Chief economist Cameron Muir says not one of the 23,000 realtors in B.C. has said to him that they have clients who would be interested in the program, which the federal government announced details for on Monday.
“Really all they had to do was take a very simple approach, which would be to relax the qualifying rules for high-ratio borrowers so that they don’t have to qualify at that posted rate, but much closer to the negotiated rate with the bank,” Muir says.
“To qualify for a mortgage today for a millennial is the worst in modern history in Canada, in terms of the stringent, tough, onerous qualification procedures. In my mind it would be much easier to relax those a bit to help first-time buyers, rather than to have a cockamamie scheme in which the government is going to be participating in the equity of your home.”

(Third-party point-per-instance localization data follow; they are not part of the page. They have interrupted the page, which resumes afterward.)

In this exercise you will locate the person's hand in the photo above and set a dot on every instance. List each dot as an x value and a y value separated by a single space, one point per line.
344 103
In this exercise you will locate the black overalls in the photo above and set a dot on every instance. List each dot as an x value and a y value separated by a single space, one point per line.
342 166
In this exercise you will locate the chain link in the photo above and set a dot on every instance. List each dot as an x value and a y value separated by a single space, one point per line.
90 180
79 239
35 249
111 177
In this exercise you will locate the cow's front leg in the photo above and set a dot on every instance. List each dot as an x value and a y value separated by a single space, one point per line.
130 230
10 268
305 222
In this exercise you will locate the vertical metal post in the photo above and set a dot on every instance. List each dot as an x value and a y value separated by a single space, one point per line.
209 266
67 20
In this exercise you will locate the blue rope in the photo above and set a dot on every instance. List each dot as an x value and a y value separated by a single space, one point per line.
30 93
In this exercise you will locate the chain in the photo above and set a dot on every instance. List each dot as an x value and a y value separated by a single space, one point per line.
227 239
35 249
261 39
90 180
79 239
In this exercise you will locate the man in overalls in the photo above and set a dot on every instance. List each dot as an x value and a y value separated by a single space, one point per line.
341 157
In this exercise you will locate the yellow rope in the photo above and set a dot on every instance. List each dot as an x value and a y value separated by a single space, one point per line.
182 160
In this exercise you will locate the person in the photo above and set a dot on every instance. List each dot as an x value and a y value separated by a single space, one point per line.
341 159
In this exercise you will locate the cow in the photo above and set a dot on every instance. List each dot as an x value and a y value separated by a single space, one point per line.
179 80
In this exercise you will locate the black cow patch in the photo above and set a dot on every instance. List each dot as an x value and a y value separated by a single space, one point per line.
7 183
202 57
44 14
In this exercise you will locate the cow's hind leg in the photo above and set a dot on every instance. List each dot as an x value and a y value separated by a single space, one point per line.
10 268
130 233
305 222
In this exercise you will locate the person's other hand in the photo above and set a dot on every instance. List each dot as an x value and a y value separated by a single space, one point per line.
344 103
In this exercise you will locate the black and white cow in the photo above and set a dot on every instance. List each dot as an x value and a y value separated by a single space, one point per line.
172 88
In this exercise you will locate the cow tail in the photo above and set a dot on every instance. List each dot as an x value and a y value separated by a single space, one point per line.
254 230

The home-buyers incentive will be available starting on Sept. 2, but the program will limit the purchase price of a home to about $565,000 dollars. The program is available for anyone with a household income below $120,000, and limits the mortgage value to $480,000.
With the program, the federal government will match the down payment for first time buyers up to five per cent for a home, but will match the down payment up to 10 per cent for those buying a new home. The loan will be interest free for 25 years and will need to be repaid in full if the home is sold.
The program comes after the provincial government in B.C. ended a first-time homebuyers program through BC Housing in March of 2018, after citing a significant lack of interest.